Le médecin est donc là, qui attend dans ces appartements privés. François Mitterrand arrive pourtant vers 21 heures. Tout à l’heure, à l’hôpital, le médecin avait jugé le président très en forme malgré son cancer sur lequel tout Paris bruit de rumeurs. Mais le voici désormais bien pâle et visiblement ému. « Il est arrivé un drame, ce soir. Je suis désolé de vous recevoir ainsi, mais un de mes collaborateurs vient d’être retrouvé mort et je dois encore régler quelques affaires avec le commissaire de police. Je vous prie de m’attendre quelques instants. Nous dînerons ensuite. »

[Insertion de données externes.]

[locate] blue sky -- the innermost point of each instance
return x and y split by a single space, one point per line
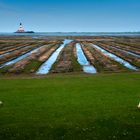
70 15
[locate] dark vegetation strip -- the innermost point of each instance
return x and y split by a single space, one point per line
129 58
102 62
66 61
19 52
122 47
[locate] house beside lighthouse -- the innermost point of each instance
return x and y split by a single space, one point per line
21 29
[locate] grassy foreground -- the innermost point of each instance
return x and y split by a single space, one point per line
71 107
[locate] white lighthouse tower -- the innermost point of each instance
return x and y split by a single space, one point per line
21 29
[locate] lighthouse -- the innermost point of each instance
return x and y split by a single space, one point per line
21 29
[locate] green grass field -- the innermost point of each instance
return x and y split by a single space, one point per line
70 107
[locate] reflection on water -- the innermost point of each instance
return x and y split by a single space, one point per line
116 58
87 68
131 53
2 55
19 58
45 68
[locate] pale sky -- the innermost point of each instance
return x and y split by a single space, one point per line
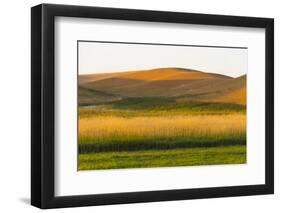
95 57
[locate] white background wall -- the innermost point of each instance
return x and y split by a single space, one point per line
15 105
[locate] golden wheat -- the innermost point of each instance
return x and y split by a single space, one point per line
99 128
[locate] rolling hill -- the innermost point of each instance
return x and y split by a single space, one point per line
176 83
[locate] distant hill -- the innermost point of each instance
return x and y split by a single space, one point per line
181 84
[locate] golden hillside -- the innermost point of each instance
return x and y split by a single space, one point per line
182 84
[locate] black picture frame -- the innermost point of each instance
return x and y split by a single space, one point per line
43 110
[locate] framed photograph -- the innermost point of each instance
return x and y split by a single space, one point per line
136 106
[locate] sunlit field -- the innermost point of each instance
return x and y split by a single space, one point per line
123 136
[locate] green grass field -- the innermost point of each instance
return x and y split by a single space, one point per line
160 132
163 158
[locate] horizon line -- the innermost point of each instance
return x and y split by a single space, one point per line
150 69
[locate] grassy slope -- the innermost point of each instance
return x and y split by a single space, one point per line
163 93
179 83
163 158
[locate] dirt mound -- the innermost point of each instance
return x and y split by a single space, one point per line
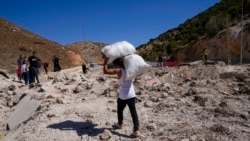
193 103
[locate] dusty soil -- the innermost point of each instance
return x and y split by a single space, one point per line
186 103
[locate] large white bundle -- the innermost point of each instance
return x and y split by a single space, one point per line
117 50
135 66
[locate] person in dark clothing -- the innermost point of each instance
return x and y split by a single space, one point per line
33 63
57 67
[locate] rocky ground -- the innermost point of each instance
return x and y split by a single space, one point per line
184 103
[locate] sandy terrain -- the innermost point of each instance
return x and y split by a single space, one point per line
185 103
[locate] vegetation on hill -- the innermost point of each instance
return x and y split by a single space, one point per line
208 23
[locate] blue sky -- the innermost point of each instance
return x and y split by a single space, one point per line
105 21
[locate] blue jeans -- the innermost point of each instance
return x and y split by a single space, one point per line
121 104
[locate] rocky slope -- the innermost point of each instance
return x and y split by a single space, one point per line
186 103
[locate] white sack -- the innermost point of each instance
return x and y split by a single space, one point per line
134 66
117 50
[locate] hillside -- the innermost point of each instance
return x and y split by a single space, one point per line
89 51
216 28
15 40
185 103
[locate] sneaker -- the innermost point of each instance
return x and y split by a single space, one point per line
117 126
136 134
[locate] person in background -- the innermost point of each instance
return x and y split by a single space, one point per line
160 61
126 96
33 63
19 73
84 68
20 61
25 73
45 66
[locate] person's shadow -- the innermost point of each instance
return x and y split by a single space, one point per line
82 128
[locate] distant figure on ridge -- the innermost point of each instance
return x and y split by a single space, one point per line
205 54
45 66
55 60
126 96
34 63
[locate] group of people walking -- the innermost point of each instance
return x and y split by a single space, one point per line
29 70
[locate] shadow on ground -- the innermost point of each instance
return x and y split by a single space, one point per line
84 128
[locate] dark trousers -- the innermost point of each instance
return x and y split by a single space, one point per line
33 74
121 104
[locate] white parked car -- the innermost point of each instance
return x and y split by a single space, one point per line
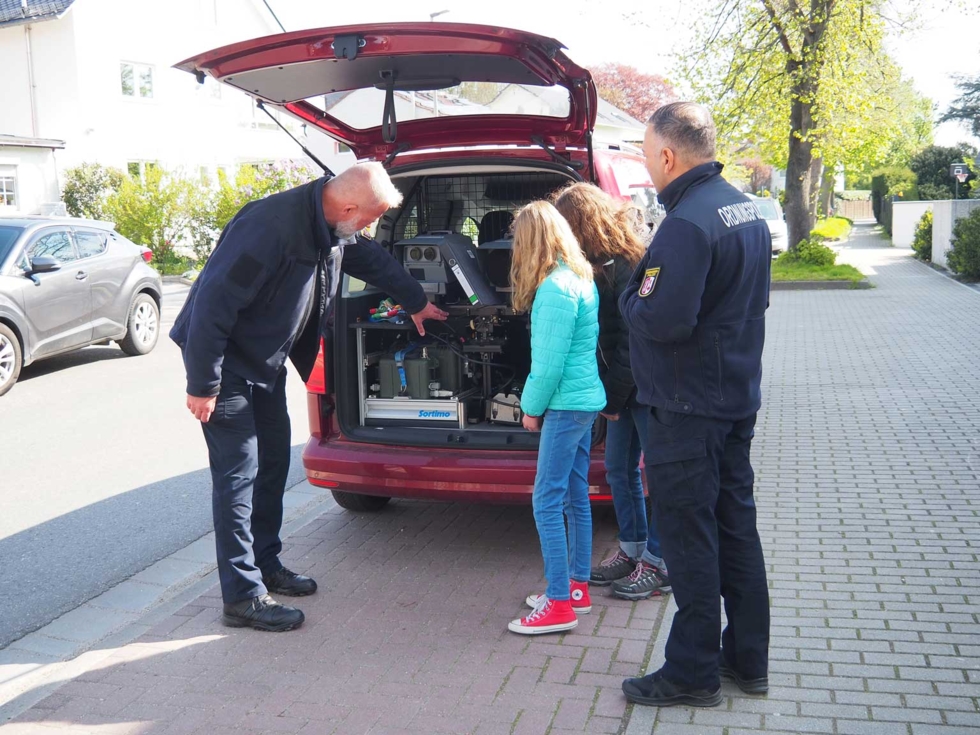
774 218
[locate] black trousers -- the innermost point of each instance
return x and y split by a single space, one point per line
248 440
701 479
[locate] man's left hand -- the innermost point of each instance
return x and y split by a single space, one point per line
431 311
532 423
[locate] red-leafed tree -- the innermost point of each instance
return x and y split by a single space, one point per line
631 90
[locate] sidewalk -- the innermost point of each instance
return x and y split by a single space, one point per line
868 484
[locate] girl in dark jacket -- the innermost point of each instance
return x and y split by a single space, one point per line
611 240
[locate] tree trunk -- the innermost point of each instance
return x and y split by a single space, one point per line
798 169
815 179
827 190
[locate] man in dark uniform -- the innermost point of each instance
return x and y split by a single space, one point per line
262 297
696 313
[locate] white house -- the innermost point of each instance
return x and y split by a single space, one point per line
98 75
29 176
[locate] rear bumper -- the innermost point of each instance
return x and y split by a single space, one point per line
432 474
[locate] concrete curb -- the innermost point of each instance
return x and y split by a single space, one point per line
32 667
820 285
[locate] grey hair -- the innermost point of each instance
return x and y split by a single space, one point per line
687 128
366 184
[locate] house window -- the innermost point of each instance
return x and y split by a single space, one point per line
136 80
8 187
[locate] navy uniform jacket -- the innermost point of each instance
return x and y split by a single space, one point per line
259 298
697 302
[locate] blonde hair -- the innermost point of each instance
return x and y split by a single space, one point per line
542 240
605 228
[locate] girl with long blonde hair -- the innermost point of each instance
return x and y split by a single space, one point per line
608 234
561 398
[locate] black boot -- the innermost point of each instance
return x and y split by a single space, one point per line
262 613
656 691
749 686
285 582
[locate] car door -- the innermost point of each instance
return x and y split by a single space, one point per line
106 265
60 303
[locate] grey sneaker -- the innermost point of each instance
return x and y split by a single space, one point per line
611 569
645 581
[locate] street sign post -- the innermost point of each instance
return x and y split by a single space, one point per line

Dans l’antichambre, Françoise Héritier vient à son tour d’arriver. Et Jack Lang fait son entrée. Bronzé, léger comme un habitué des lieux. Décalé, pour tout dire, dans cette atmosphère funèbre. C’est une chose étrange que de le voir raconter ce petit voyage au Maroc dont il revient et dont il a déjà poli les anecdotes les plus savoureuses à l’intention du président. Il réagira à peine lorsqu’on lui annoncera la nouvelle. Lui non plus n’aimait pas Grossouvre. Et il ne laisse jamais rien, même les morts, gâcher ses rencontres avec le président.

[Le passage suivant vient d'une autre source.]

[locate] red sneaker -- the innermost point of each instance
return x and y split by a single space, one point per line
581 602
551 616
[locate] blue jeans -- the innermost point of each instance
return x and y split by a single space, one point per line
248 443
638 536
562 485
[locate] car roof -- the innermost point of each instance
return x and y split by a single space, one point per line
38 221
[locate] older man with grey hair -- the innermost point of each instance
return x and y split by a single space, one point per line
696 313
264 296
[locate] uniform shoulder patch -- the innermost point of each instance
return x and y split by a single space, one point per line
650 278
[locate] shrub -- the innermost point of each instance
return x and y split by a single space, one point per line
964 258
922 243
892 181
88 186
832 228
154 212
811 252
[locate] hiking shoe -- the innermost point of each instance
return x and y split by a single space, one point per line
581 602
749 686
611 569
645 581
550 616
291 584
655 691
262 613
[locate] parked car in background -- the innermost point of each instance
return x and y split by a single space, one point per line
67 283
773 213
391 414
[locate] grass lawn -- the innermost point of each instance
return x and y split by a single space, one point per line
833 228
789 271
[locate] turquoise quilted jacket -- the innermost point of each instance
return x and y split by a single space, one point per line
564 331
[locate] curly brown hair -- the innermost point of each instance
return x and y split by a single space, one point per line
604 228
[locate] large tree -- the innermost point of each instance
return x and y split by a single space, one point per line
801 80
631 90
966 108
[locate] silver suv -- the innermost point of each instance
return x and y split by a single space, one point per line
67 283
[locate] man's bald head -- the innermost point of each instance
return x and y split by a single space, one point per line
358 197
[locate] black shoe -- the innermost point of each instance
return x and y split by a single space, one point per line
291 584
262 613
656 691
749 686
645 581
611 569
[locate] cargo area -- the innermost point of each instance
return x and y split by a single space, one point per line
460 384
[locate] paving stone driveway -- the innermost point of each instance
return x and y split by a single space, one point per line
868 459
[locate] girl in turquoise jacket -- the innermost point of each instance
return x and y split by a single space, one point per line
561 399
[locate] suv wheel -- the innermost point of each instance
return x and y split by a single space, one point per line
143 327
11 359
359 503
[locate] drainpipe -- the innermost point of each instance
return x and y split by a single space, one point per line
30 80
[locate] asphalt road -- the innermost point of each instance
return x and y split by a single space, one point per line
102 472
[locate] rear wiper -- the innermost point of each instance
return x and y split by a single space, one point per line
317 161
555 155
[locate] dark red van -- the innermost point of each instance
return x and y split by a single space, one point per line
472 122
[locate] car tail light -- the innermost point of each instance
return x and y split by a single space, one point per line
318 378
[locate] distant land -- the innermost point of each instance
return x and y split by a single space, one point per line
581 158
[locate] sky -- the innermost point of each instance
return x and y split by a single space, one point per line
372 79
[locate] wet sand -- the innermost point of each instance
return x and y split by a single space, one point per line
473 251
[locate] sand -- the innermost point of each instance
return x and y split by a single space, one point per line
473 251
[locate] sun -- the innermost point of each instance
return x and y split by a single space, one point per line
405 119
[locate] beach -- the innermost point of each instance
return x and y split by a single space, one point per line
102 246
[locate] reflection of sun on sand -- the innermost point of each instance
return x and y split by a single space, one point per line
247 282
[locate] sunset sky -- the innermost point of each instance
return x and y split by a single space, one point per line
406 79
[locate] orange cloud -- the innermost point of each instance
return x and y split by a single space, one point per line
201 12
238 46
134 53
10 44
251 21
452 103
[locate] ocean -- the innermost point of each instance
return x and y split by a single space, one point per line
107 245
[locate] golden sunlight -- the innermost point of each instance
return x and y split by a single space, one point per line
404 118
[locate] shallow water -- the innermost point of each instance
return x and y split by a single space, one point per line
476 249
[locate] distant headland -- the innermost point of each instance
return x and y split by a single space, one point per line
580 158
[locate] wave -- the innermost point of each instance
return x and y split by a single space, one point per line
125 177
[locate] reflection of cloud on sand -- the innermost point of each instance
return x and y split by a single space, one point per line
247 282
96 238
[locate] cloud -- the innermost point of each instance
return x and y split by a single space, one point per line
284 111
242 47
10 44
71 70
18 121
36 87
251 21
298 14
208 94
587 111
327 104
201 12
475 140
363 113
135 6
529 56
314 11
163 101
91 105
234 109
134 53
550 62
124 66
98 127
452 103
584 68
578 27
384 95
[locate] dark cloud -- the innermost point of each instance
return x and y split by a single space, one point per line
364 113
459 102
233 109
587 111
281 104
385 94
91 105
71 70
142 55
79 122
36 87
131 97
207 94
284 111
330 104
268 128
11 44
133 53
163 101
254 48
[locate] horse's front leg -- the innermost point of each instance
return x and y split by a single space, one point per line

Dans l’aile ouest, la police a commencé ses premières constatations. On n’a pas trouvé tout de suite la balle, fichée profondément dans le plafond. Mais on a relevé les empreintes et procédé au prélèvement de poudre sur les mains du cadavre. Le corps va maintenant être transporté à l’Institut médico-légal. Charasse a préparé pour la presse un communiqué qui sera enfin diffusé à 23 heures : « François de Grossouvre, président du comité des chasses présidentielles, s’est donné la mort, ce jeudi 7 avril, en fin de journée, dans son bureau. Conformément aux règles habituelles, le parquet de Paris, qui s’est rendu sur les lieux, a prescrit à la police judiciaire de diligenter l’enquête-décès prévue par l’article 74 du Code de procédure pénale. » Des caméras sont arrivées. Pour filmer quoi ? Un Palais vide ? Il y a si peu d’images de Grossouvre dans les rédactions…
Au premier étage, le bureau a été fermé. On a réclamé un garde qui veillera devant la porte. Le sang n’a pas encore été nettoyé. Le président a été averti que l’on allait poser les scellés. Il a donné son accord sans venir jusque-là. Il n’a pas voulu voir.